AIR – Paris, Salle Pleyel, 06 Juin 2010
On avait fini par se lasser de Air. Pas que leurs derniers albums étaient mauvais, non, loin de là. Le petit dernier "Love 2" contenait même quelques perles ("Tropical Disease", "Heaven’s Light") que les critiques avaient trouvé de bon ton de snober bêtement. Non, ce sont les concerts que donnait le groupe au fil des années qui finissaient par nous agacer. Des shows toujours parfaits, mais sans âme. Depuis la tournée "Talkie Walkie", le duo versaillais avait cessé d’expérimenter, d’innover. L’envie, la créativité, l’énergie qu’il déployait sur scène à l’époque de "Moon Safari" avaient disparu au profit d’une exécution musicale millimétrée mais peu intense. Jean-Benoît Dunkel et Nicolas Godin semblaient s’être peu à peu renfermés sur eux-mêmes, réfugiés dans leur grand studio parisien, un cocon luxueux bâti comme paravent au monde extérieur. La série de concerts donnée ce mois-ci est venue, en partie, inverser la tendance.
Le concert du groupe dans la superbe Salle Pleyel (qui, ces dernières années, s’est ouverte avec bonheur aux musiques actuelles amplifiées) s’inscrit dans le Domaine Privé que leur a offert la Cité de la Musique. Une carte blanche qui a permis au duo de présenter, lors de quatre soirées exceptionnelles, plusieurs facettes de leur univers musical : l’obsession des claviers vintages avec les new-yorkaises d’Au Revoir Simone, l’exploration des codes du songwriting avec Jarvis Cocker, la passion pour les musiques de film seventies avec le concert de "Virgin Suicide" et, enfin, le dévouement quasi mystique du duo pour la douceur harmonique avec l’Orchestre National d’Ile-de-France. Le clou du spectacle. Un orchestre symphonique de 34 musiciens dirigé par Didier Benetti interprétant en compagnie des intéressés leurs chansons les plus cinématographiques. Voilà qui a pu faire chavirer les cœurs des fans déçus et les pousser à débourser au minimum une trentaine d’euros pour emprunter le soir du 6 juin l’ascenseur luxueux de Pleyel. Sans compter qu’à part un spectacle à guichet fermé à Los Angeles en 2004, le groupe n’avait jamais confronté, sur scène, ses compositions à une formation orchestrale élargie.

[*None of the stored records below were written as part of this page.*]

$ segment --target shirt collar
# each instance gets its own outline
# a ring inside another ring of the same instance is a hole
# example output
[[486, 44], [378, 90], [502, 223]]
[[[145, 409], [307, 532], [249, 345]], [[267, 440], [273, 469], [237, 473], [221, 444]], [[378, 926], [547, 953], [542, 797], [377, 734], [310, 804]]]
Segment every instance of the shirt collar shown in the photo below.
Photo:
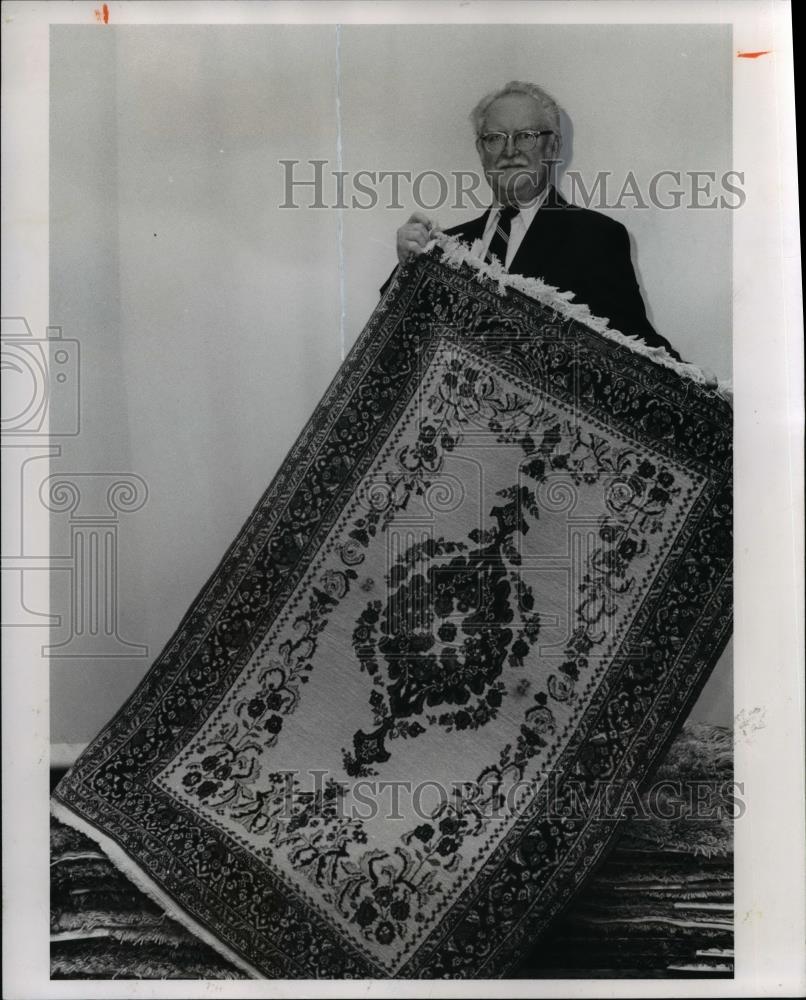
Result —
[[[524, 227], [526, 229], [532, 224], [534, 217], [537, 215], [538, 211], [543, 207], [546, 198], [549, 196], [549, 185], [547, 184], [540, 194], [535, 198], [534, 201], [530, 202], [528, 205], [521, 206], [520, 212], [515, 216], [516, 219], [522, 219]], [[498, 220], [498, 215], [501, 211], [501, 206], [494, 202], [490, 208], [490, 216], [487, 220], [487, 224], [492, 224], [493, 220]], [[513, 220], [514, 221], [514, 220]]]

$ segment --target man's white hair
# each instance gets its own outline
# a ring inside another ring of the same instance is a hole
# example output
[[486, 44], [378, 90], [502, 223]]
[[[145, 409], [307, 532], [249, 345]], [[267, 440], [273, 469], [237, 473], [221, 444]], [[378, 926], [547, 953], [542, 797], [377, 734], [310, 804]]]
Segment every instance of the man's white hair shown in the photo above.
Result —
[[551, 94], [547, 94], [536, 83], [523, 83], [521, 80], [510, 80], [500, 90], [494, 90], [492, 94], [482, 97], [475, 108], [473, 108], [470, 112], [470, 120], [473, 123], [477, 137], [484, 130], [484, 119], [487, 117], [490, 105], [494, 101], [497, 101], [499, 97], [504, 97], [506, 94], [526, 94], [527, 97], [531, 97], [540, 108], [540, 114], [545, 119], [546, 126], [559, 137], [560, 109], [557, 106], [557, 102]]

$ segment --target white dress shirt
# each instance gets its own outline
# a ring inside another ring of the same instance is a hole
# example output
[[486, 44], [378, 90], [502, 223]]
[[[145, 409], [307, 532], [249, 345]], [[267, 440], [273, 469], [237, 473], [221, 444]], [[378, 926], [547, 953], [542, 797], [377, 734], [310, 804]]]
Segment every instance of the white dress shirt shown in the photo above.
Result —
[[[523, 237], [526, 235], [526, 230], [529, 226], [531, 226], [538, 210], [546, 200], [548, 190], [547, 185], [531, 204], [524, 205], [520, 212], [513, 216], [512, 227], [509, 231], [509, 243], [507, 243], [507, 259], [504, 261], [504, 266], [507, 270], [509, 270], [510, 264], [515, 259], [515, 254], [518, 252], [518, 248], [521, 243], [523, 243]], [[500, 214], [500, 206], [493, 205], [490, 209], [490, 214], [487, 217], [487, 225], [484, 227], [484, 236], [482, 236], [480, 240], [476, 240], [473, 244], [473, 253], [480, 260], [484, 260], [484, 257], [490, 248], [490, 243], [492, 243], [495, 227], [498, 225], [498, 217]]]

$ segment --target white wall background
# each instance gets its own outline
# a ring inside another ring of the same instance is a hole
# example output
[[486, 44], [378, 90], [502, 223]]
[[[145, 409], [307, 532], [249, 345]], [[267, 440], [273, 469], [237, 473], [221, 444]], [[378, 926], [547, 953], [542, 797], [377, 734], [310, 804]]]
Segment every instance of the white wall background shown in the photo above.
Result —
[[[280, 159], [336, 169], [340, 138], [348, 171], [472, 170], [470, 108], [523, 78], [565, 107], [586, 180], [720, 173], [730, 59], [725, 29], [702, 26], [53, 28], [50, 316], [81, 342], [83, 424], [51, 471], [148, 484], [121, 521], [122, 636], [151, 658], [170, 638], [366, 322], [415, 207], [404, 188], [399, 211], [281, 210]], [[610, 214], [657, 329], [729, 377], [730, 212]], [[54, 522], [54, 550], [65, 538]], [[90, 739], [149, 663], [52, 660], [53, 740]], [[729, 656], [695, 712], [729, 722]]]

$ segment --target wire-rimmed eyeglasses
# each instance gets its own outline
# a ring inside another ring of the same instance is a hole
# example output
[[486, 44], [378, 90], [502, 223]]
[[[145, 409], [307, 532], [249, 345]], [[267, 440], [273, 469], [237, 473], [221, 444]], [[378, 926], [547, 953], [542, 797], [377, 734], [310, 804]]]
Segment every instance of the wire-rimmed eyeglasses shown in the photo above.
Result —
[[479, 142], [488, 153], [500, 153], [509, 141], [510, 136], [519, 153], [528, 153], [534, 149], [543, 135], [554, 135], [551, 129], [519, 129], [517, 132], [485, 132], [479, 136]]

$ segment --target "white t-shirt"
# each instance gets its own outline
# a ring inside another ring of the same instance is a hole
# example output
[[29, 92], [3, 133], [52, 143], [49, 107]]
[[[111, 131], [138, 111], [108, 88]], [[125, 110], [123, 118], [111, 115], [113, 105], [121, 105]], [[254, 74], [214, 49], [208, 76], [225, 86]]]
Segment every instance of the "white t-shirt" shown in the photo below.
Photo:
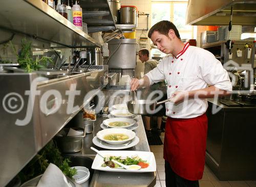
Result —
[[[232, 85], [227, 71], [211, 52], [190, 46], [186, 43], [176, 58], [169, 55], [163, 58], [157, 67], [146, 75], [150, 84], [165, 79], [167, 97], [176, 91], [190, 91], [207, 88], [208, 85], [228, 91]], [[206, 99], [190, 99], [178, 104], [165, 103], [166, 115], [174, 118], [191, 118], [205, 113]]]

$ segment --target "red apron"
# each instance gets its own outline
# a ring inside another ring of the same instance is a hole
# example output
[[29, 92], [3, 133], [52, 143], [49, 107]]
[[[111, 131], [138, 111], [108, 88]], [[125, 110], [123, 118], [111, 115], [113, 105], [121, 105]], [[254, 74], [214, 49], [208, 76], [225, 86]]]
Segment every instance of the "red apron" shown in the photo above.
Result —
[[207, 118], [168, 117], [165, 124], [164, 159], [178, 175], [189, 180], [202, 178], [204, 168]]

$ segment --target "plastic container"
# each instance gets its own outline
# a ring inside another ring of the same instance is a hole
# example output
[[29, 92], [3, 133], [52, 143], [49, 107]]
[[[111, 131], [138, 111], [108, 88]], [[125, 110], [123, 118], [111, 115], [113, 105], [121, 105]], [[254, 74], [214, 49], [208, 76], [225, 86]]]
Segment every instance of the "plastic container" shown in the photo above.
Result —
[[71, 168], [75, 168], [77, 170], [77, 174], [73, 177], [75, 182], [83, 187], [88, 187], [90, 178], [89, 170], [83, 166], [74, 166]]
[[84, 120], [83, 125], [84, 129], [86, 129], [86, 133], [88, 134], [93, 132], [94, 121]]
[[77, 2], [76, 1], [76, 4], [73, 5], [72, 7], [73, 13], [73, 23], [76, 27], [82, 30], [82, 8], [80, 5], [77, 5]]
[[217, 31], [219, 26], [206, 26], [206, 31]]
[[123, 36], [126, 39], [136, 39], [136, 31], [133, 31], [130, 33], [123, 33]]

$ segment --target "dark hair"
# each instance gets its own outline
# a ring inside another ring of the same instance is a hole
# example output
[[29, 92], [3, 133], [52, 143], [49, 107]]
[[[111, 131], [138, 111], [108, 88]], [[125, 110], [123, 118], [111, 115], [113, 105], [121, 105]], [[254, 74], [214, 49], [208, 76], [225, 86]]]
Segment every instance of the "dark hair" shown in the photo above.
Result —
[[168, 36], [170, 29], [173, 30], [178, 38], [180, 39], [180, 34], [176, 26], [173, 22], [166, 20], [161, 21], [155, 24], [150, 30], [147, 36], [151, 38], [151, 36], [154, 31], [158, 31], [160, 34]]
[[146, 55], [147, 56], [147, 57], [150, 56], [150, 51], [148, 51], [148, 50], [147, 49], [140, 49], [139, 52], [141, 52], [141, 54], [143, 55]]

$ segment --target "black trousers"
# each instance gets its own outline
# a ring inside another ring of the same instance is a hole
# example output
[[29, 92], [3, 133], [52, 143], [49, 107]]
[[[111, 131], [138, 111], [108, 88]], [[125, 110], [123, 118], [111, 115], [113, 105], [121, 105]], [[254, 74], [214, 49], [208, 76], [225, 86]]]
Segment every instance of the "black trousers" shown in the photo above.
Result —
[[165, 161], [165, 185], [166, 187], [199, 187], [198, 180], [189, 180], [174, 172], [169, 163]]

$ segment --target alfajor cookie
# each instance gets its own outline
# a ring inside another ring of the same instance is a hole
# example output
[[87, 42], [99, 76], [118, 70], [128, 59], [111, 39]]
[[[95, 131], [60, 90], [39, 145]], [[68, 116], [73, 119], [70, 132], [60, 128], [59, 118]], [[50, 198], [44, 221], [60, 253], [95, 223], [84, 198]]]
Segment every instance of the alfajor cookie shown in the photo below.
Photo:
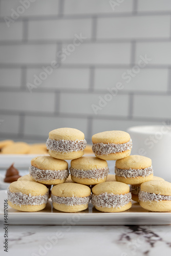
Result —
[[30, 146], [26, 142], [14, 142], [3, 147], [2, 154], [28, 154], [30, 150]]
[[122, 131], [110, 131], [92, 136], [92, 150], [101, 159], [113, 160], [123, 158], [131, 154], [132, 147], [130, 135]]
[[152, 160], [143, 156], [129, 156], [116, 161], [116, 179], [126, 184], [141, 184], [153, 177]]
[[141, 207], [152, 211], [171, 211], [171, 183], [151, 180], [141, 185], [139, 193]]
[[10, 206], [22, 211], [37, 211], [48, 201], [48, 189], [42, 184], [20, 180], [12, 182], [7, 190]]
[[50, 156], [36, 157], [31, 161], [30, 176], [45, 184], [56, 185], [65, 182], [69, 176], [68, 165], [65, 160]]
[[56, 210], [76, 212], [85, 210], [90, 201], [91, 189], [88, 186], [74, 183], [59, 184], [53, 187], [52, 201]]
[[115, 175], [114, 174], [108, 174], [105, 181], [116, 181]]
[[75, 182], [95, 185], [105, 181], [109, 168], [105, 160], [95, 157], [82, 157], [71, 161], [70, 170]]
[[[30, 174], [27, 174], [26, 175], [24, 175], [20, 178], [19, 178], [17, 180], [18, 181], [20, 180], [28, 180], [29, 181], [35, 181], [33, 178], [32, 178]], [[51, 196], [51, 188], [52, 185], [47, 185], [46, 184], [44, 184], [45, 186], [47, 187], [49, 189], [49, 198], [50, 198]]]
[[[164, 180], [162, 178], [160, 177], [153, 176], [152, 180]], [[141, 184], [137, 184], [135, 185], [130, 185], [130, 192], [132, 195], [132, 199], [135, 202], [139, 202], [138, 194], [141, 189]]]
[[73, 128], [52, 131], [46, 142], [50, 156], [64, 160], [75, 159], [83, 156], [86, 144], [84, 134]]
[[131, 193], [126, 184], [108, 181], [92, 188], [92, 203], [97, 210], [107, 212], [123, 211], [131, 208]]

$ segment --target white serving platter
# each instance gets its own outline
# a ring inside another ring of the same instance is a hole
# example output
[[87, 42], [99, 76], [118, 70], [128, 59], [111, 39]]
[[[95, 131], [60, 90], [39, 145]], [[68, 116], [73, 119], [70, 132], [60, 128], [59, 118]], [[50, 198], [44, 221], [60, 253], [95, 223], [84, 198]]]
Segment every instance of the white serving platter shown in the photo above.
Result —
[[[6, 190], [0, 191], [0, 221], [4, 222]], [[146, 210], [138, 203], [122, 212], [101, 212], [89, 204], [89, 208], [77, 213], [66, 213], [53, 208], [50, 200], [46, 207], [36, 212], [19, 211], [8, 206], [9, 225], [169, 225], [171, 211], [154, 212]], [[5, 223], [4, 223], [5, 224]]]

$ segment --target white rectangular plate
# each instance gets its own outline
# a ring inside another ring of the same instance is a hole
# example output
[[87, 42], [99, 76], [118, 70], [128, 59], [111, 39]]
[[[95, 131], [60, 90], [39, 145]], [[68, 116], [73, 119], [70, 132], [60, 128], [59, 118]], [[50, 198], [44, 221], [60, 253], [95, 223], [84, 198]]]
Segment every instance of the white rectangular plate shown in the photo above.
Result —
[[[0, 191], [0, 221], [4, 222], [6, 190]], [[4, 223], [5, 224], [5, 223]], [[66, 213], [55, 210], [49, 200], [46, 207], [36, 212], [25, 212], [8, 206], [9, 225], [168, 225], [171, 211], [154, 212], [134, 203], [131, 209], [122, 212], [101, 212], [89, 204], [89, 208], [77, 213]]]

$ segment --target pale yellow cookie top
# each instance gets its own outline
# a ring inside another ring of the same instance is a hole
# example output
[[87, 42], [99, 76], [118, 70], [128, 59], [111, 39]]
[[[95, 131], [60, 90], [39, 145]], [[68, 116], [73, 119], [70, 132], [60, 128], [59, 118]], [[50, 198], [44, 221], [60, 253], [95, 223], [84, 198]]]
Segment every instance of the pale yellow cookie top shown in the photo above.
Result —
[[100, 195], [106, 192], [108, 194], [120, 195], [130, 192], [128, 185], [118, 181], [108, 181], [98, 184], [92, 188], [92, 192], [95, 195]]
[[52, 194], [56, 197], [84, 197], [90, 196], [91, 189], [85, 185], [65, 183], [59, 184], [53, 187]]
[[156, 180], [146, 181], [141, 184], [141, 190], [157, 195], [171, 196], [171, 183]]
[[129, 141], [130, 139], [130, 134], [125, 132], [109, 131], [94, 134], [92, 136], [92, 142], [93, 143], [123, 144]]
[[12, 143], [3, 147], [2, 154], [28, 154], [30, 150], [30, 146], [26, 142], [18, 142]]
[[21, 192], [26, 195], [30, 194], [31, 196], [42, 196], [48, 191], [45, 185], [28, 180], [14, 181], [10, 184], [9, 188], [13, 193]]
[[29, 180], [29, 181], [34, 181], [34, 180], [30, 176], [29, 174], [24, 175], [18, 178], [17, 181], [19, 180]]
[[108, 174], [107, 176], [106, 181], [116, 181], [115, 174]]
[[68, 169], [65, 160], [57, 159], [50, 156], [40, 156], [33, 158], [31, 164], [41, 170], [61, 170]]
[[2, 148], [5, 146], [8, 146], [8, 145], [13, 144], [13, 143], [14, 141], [11, 140], [2, 140], [1, 141], [0, 141], [0, 149]]
[[72, 160], [71, 166], [75, 169], [88, 170], [105, 168], [108, 167], [108, 163], [96, 157], [82, 157]]
[[152, 165], [152, 160], [143, 156], [129, 156], [116, 161], [118, 169], [144, 169]]
[[84, 134], [74, 128], [58, 128], [53, 130], [49, 133], [49, 138], [51, 140], [83, 140]]

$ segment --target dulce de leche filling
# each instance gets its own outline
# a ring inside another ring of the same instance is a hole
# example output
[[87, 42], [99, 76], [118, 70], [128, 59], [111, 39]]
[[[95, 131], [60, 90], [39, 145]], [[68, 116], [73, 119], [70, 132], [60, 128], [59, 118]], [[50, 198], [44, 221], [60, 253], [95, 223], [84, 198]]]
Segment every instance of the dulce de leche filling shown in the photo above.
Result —
[[87, 204], [90, 203], [90, 196], [85, 197], [57, 197], [52, 194], [52, 203], [56, 203], [59, 204], [65, 204], [66, 205], [70, 206]]
[[141, 186], [134, 186], [134, 185], [130, 185], [130, 192], [132, 194], [138, 196], [139, 193], [141, 189]]
[[155, 193], [148, 193], [144, 191], [140, 191], [138, 195], [139, 201], [147, 202], [156, 201], [157, 202], [162, 200], [171, 201], [171, 196], [164, 196], [163, 195], [156, 194]]
[[124, 178], [136, 178], [137, 177], [146, 177], [153, 174], [152, 165], [144, 169], [118, 169], [115, 165], [116, 175]]
[[96, 195], [93, 194], [92, 203], [95, 206], [108, 208], [121, 208], [130, 203], [131, 200], [131, 193], [114, 195], [106, 192]]
[[87, 141], [84, 140], [52, 140], [49, 138], [46, 142], [48, 150], [69, 153], [73, 151], [82, 151], [86, 147]]
[[88, 170], [80, 170], [71, 167], [70, 168], [71, 175], [79, 179], [104, 179], [108, 176], [108, 167], [103, 168], [91, 169]]
[[68, 177], [68, 169], [61, 170], [41, 170], [36, 167], [31, 165], [29, 167], [29, 173], [36, 181], [63, 180]]
[[131, 150], [132, 144], [131, 139], [130, 139], [130, 140], [128, 142], [123, 144], [94, 143], [92, 146], [92, 150], [95, 154], [99, 156], [103, 156], [104, 155], [116, 154]]
[[39, 205], [47, 204], [48, 201], [49, 192], [42, 196], [31, 196], [21, 192], [13, 193], [7, 189], [8, 200], [16, 205]]

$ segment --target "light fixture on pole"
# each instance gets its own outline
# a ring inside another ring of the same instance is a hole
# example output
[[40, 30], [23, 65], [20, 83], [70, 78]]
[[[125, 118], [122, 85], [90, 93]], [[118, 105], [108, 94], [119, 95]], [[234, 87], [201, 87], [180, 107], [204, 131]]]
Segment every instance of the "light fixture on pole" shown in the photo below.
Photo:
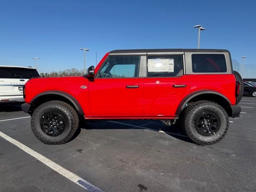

Ça démarre avec un "Do the Joy" spatial auquel l’orchestre n’apporte pas grand-chose et on craint vite que l’arrangeur en chef (Roger Neil qui avait déjà oeuvré sur le péplum "10 000Hz Legend") ne se soit contenté de remplacer les nappes de claviers de J.B par des mouvements de cordes. Craintes vite dissipées quand arrivent les magnifiques "Radian" (et ses flûtes remplies de félicité), "Don’t Be Light" (quelle intro !), "Tropical Disease", "Talisman", "Highschool Lover" ou l’enivrant "Alone in Kyoto". La musique du duo prend alors une dimension inédite, dramatique. Les arrangements orchestraux ne sont jamais pompeux, arrogants ; ils conservent ce subtil équilibre qui a forgé la renommée du duo et auquel Roger Neil s’est attaché pour la construction de cette cathédrale sonore : "La musique de J.B et Nicolas est toujours subtilement composée et agencée. En plus d’être de talentueux musiciens, ils sont des arrangeurs très doués qui savent exactement quels éléments mettre dans leurs chansons et où. Mon rôle, lorsque j’écris pour eux, est d’insérer des orchestrations sans qu’elles ne nuisent au caractère de la musique telle qu’ils l’avaient préalablement définie."
Petite déception cependant : le duo, timide comme à son habitude (voire un peu neurasthénique), se contente de jouer la set list habituelle de leur tournée, l’orchestre venant se greffer aux chansons sans qu’il y aie de réelle "création" (pas de chanson répétée uniquement pour l’occasion par exemple). Mais on chipote.
Le concert, court, se termine par "La Femme d’Argent", lente montée orgasmique dans laquelle les cordes, magistrales, serrent la gorge du spectateur jusqu’au final apocalyptique. Résultat : triomphe dans la salle. Ça faisait bien longtemps qu’on n’avait pas vu le duo changer d’Air à ce point là. On aura même un peu de mal, après un tel spectacle, à retourner voir le groupe en live, seul, dans son plus simple appareil.